Death and loss.
Bad news registers to my head.
And that’s it.
A really frail woman died last, last month. She was my grandma, my grandpa’s sister. We went to the wake twice. My mom’s quite good in the comforting department. I am a different story. I only knew how to behave, to sit still, to wear this solemn look. My curiosity urged me to look at the coffin, to remember. But memories don’t come. Because what sits at the face of this mortal end is a sleeping figure.
The second attendance took place in my mom’s province. To help the preparation, we sweep and mop the floors. It’s not a big thing because a corpse couldn’t care about cleanliness. The bleary lights of some artificial candelabra winked at me. The superstitions would come. And then the reunion took place. My lolo (grandpa) and lola (grandma) came close to the coffin to see their sister.
IT’S a heartbreaking scene. I didn’t expect it to move me (I was thinking tough, I guess). Even now, reminiscing and putting this recollection to words makes it all the most heart-wrenching. I didn’t knew grief that much. But I felt it: it was difficult for my frail lolo and lola.
I don’t have to look at their faces to see the tears. I didn’t have to hear them wail to know they’re in pain. I just have to look away and remind myself: this is death. Nothing about it is poetic.
Weeks passed and a bad news came. My high school classmate’s four year tot passed away. The shock was odd. Most days, I’d see her FB posts and click ‘Like’ because I found their pictures together cute and cool and everything motherhood could have been.
The kid got ill. He didn’t make it. Another death unfolding in front of my well-constructed wall.
At the face of these intimate losses, I figured out something: death is straightforward. When you die, you cease to exist. Nothing more, nothing less. But loss… it’s a whole different sullen concept. It’s an experience, a reminder, and awful kind at that. It tests you — your faith, your belief system, your you.

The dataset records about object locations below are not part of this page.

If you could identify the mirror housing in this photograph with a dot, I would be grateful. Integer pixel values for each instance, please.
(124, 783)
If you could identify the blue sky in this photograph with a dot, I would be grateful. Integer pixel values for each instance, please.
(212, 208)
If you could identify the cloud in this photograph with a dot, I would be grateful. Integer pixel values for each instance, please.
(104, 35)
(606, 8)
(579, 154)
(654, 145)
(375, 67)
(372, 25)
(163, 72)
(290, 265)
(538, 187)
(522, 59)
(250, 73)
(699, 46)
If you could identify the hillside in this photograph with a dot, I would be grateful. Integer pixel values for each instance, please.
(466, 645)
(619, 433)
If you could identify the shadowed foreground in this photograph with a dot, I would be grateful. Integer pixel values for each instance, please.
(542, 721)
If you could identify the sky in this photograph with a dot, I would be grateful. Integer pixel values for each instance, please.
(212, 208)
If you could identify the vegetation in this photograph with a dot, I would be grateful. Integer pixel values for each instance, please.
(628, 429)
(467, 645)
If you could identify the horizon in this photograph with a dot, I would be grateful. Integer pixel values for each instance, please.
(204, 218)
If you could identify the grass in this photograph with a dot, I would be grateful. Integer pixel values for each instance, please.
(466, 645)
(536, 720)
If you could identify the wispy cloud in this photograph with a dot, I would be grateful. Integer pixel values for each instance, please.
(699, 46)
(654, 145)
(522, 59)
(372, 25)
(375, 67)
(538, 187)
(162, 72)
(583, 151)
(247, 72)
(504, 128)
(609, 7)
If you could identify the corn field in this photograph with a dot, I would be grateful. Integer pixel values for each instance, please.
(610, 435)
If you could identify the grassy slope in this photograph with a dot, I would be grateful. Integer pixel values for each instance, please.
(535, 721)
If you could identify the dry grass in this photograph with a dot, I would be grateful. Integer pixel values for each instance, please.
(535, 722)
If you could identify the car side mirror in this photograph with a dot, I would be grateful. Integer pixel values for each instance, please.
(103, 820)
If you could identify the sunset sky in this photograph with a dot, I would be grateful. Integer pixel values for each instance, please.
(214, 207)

When the Pope came to visit Yolanda victims, I remember his sincere offering: silence. It was humble of him to acknowledge the lack of words for these victims. Perhaps, its because I often find everyone to avoid offering this same thing. When our lola and my friend’s kid went, words came outpouring. Some pieced out sincere messages. The keywords consisted of “God’s will”, “there is a reason”, et cetera.
I couldn’t bring myself to say or type those words, too.
It’s painful. And words that do heal may not really come from me.